You'll find Auto Blocker in the system security settings. Turning it on does three things, all of which make it harder to customize your phone, but vastly improve device security. Most importantly, Auto Blocker stops all application sideloading. You might sideload because you want to run an older version of an app or to install something not listed in the Google Play Store or Samsung Galaxy Store. Doing so requires tapping through a confirmation dialog, but turning on Auto Blocker prevents installation entirely.
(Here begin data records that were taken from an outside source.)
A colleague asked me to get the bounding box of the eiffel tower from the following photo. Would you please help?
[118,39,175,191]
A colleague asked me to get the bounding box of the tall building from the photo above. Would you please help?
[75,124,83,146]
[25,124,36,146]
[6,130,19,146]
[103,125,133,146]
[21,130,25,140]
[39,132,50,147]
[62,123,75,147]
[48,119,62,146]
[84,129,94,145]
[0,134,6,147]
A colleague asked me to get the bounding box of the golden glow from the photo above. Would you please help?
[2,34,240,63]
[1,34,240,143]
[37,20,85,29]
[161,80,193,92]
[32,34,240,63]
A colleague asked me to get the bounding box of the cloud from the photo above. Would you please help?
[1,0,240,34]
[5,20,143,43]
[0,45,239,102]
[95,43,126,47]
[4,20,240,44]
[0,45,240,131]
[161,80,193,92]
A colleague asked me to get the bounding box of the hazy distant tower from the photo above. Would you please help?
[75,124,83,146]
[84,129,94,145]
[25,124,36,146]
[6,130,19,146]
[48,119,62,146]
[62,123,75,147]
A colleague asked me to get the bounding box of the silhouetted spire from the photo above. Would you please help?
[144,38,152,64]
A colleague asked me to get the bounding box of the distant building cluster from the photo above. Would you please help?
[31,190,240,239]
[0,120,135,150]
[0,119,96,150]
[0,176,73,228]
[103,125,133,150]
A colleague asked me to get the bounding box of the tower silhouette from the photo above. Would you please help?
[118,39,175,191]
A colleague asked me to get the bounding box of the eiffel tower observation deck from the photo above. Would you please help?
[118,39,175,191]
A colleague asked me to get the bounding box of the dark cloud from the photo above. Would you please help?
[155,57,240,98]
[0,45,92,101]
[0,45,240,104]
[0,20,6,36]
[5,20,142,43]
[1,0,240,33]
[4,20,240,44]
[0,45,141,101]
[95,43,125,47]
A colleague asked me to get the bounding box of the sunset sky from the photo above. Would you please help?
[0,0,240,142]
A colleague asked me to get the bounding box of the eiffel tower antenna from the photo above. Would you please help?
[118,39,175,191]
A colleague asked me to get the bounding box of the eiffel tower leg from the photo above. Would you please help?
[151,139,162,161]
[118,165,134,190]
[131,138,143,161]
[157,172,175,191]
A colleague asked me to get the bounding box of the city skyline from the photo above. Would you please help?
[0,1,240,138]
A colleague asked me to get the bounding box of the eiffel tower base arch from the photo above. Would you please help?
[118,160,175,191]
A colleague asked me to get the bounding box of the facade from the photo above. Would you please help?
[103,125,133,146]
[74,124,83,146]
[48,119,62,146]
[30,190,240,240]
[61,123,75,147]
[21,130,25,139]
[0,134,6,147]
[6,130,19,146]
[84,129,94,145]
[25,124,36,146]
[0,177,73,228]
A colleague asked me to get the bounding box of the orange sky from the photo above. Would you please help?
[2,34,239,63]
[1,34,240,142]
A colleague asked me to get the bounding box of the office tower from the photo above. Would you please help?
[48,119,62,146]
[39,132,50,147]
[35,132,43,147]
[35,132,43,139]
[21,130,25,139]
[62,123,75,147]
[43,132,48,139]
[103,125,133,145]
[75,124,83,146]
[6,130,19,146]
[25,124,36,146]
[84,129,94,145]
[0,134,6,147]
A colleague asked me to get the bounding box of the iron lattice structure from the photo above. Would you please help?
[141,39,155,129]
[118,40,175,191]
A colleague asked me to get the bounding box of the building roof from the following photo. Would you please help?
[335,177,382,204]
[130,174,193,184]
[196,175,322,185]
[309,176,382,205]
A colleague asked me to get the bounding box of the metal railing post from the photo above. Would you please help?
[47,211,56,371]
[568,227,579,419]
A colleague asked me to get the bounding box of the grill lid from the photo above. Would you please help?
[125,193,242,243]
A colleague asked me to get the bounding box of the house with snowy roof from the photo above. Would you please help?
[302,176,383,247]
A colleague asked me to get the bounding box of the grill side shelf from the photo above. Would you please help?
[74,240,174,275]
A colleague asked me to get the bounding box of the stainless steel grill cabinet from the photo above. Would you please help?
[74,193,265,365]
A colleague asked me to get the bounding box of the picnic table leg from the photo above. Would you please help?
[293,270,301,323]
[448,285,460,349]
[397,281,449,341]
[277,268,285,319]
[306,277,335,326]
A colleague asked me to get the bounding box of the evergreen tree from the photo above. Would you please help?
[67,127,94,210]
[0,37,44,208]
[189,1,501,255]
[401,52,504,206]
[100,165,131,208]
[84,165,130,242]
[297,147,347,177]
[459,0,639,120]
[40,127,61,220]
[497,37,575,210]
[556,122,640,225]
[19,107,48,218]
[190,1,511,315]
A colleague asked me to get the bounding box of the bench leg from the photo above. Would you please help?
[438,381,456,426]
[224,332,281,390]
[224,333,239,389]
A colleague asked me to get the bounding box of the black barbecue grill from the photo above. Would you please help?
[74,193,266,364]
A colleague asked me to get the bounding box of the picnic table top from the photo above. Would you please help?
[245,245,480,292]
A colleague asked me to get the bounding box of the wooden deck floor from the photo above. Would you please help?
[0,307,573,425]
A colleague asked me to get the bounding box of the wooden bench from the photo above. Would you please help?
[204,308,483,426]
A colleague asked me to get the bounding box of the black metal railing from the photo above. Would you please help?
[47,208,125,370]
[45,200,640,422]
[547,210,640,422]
Many device exploits involve sending commands to a phone over USB via the Android Debug Bridge (ADB) tool. Auto Blocker prevents those commands from going through. There are legitimate reasons you might want to send ADB commands to a phone, and you can still do that if you don't enable Auto Blocker. The last core Auto Blocker feature enables app security checks, which proactively monitors apps for evidence of malicious activity. However, Samsung notes this feature is not currently offered on carrier models in the US.
The Auto Blocker menu also includes two features that are enabled by default: messaging protection and blocking system updates over USB. The messaging feature will block images suspected of containing malware or targeting system vulnerabilities. Anyone who likes to mod their phone with custom software will have to turn off the USB update toggle, but it's a good security measure for everyone else. Someone with physical access to the phone could attempt to flash compromised software that gives them access to your data.
One UI 6 is the next evolution of Samsung's Android software, which is based on the latest Android 14 OS. That software is only officially available on Google's Pixel phones as of today, but Samsung is running a beta test on the Galaxy S23 family. The final version should roll out to the S23 lineup with Auto Blocker in tow before the end of the year. The Z Flip 5 and Fold 5 are probably up after that, and then the update will slowly make its way to older and lower-priced Samsung devices.